Since we were discussing philosophy the other day, Lileks has some thoughts:
The article concerns the anti-Semitism of Heidegger, and how the publication of recent texts the philosopher intended to be the capstone of his output reveals that he didn’t have the easy, lazy cultural anti-Semitism of the era, but really, really thought hard on how the Jews were putting the stick to the decent noble Volk. Not just any kind of Jews, though: worldwide jewry! It’s the richest kind.

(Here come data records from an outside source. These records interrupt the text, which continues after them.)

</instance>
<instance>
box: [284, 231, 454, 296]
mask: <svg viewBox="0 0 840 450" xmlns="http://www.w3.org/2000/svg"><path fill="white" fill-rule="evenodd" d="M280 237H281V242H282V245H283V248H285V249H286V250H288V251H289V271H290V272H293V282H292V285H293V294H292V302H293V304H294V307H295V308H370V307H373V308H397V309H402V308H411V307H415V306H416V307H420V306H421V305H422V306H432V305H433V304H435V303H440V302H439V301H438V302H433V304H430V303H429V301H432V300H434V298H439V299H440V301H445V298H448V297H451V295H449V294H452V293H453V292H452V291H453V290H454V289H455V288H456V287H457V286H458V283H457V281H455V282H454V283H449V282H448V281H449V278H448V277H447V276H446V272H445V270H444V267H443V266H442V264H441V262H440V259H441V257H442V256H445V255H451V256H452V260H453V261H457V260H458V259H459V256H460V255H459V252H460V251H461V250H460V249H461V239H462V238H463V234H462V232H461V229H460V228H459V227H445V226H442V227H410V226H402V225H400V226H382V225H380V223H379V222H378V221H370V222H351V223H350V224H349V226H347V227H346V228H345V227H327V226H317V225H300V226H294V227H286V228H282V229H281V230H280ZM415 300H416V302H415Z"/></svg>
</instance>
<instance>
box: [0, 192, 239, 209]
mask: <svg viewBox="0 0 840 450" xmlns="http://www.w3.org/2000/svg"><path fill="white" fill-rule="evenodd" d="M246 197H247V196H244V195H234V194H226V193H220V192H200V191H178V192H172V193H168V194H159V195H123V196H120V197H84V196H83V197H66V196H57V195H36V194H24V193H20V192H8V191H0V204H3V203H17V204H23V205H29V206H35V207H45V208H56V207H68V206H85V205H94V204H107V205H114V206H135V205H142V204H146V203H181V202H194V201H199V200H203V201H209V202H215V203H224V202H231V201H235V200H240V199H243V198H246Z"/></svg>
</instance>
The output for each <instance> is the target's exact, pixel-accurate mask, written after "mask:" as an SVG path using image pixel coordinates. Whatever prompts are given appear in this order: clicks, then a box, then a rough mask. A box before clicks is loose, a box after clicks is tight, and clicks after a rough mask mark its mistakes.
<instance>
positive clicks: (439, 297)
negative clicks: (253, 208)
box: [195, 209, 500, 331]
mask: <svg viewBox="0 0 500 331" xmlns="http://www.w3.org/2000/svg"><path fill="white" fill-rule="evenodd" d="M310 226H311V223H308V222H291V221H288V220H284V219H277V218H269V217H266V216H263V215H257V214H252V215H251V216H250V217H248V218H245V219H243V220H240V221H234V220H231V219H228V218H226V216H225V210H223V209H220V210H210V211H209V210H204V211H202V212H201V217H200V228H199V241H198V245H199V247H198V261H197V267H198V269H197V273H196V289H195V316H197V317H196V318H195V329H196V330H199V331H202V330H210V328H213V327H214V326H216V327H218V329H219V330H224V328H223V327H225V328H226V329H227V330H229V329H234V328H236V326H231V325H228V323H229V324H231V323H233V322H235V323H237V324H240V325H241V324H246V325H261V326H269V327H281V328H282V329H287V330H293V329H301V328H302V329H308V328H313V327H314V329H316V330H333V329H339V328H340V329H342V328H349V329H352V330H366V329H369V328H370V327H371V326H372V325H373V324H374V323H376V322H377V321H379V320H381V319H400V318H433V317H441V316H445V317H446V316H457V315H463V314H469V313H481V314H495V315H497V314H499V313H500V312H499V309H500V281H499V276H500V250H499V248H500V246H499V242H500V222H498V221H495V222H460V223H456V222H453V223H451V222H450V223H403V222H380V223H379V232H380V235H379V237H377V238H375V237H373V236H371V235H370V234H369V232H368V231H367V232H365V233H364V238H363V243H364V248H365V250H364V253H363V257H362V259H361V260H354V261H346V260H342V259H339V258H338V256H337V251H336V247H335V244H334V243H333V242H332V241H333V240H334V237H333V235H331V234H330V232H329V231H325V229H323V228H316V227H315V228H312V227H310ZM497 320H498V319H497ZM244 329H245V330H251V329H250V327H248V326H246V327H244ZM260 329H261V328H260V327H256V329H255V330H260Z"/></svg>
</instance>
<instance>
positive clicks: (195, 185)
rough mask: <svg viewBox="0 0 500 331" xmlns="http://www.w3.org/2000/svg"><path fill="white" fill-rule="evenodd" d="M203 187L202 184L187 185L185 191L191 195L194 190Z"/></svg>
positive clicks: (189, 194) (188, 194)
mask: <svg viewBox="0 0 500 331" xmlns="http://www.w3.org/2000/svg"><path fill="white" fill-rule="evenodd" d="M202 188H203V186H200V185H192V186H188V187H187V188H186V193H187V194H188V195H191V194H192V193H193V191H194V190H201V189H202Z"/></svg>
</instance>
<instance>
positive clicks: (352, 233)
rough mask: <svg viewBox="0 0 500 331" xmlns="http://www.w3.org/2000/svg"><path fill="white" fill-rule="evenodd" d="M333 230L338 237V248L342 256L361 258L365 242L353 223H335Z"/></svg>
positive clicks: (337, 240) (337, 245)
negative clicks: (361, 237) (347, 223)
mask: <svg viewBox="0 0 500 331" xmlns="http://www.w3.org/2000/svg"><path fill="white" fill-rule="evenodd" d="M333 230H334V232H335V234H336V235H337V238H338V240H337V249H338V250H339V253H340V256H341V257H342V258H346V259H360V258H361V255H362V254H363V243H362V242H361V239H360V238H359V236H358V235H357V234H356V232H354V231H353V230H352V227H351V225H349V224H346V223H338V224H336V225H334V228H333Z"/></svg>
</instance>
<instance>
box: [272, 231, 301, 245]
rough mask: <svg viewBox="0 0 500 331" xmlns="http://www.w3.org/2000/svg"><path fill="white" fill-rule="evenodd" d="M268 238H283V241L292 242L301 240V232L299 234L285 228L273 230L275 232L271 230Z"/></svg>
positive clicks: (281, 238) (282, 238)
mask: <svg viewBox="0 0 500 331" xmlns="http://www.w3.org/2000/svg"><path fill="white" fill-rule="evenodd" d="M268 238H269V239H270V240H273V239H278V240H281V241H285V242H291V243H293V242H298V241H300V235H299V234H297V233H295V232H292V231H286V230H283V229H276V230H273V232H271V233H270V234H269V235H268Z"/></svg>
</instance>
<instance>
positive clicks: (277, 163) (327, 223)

..Anything that starts out with “Russia and America are the same” is the product of a mind so high in the clouds it cannot tell the different between red and black ants. But while Russia did indeed have “unrestricted organization of the average man,” an inevitable consequence of the state’s politicization of the entire society, you could say Germany under Hitler had a smattering as well. Or a gerschmatturung, to use Heidegger’s word. Just kidding; he doesn’t. But the article is full of German words intended to set off a Concept, as though expressing a concept in a train-wreck of consonants makes it important. I suppose the point is to be accurate, use the terms the author uses so there can be no misunderstanding. But for my part that would require anything close to comprehension, and I cannot grasp a lot of what Heidegger is talking about, perhaps because there seems to be no point in understanding what he’s saying.
Philosophy isn’t useless, but some philosophers are. Or worse than.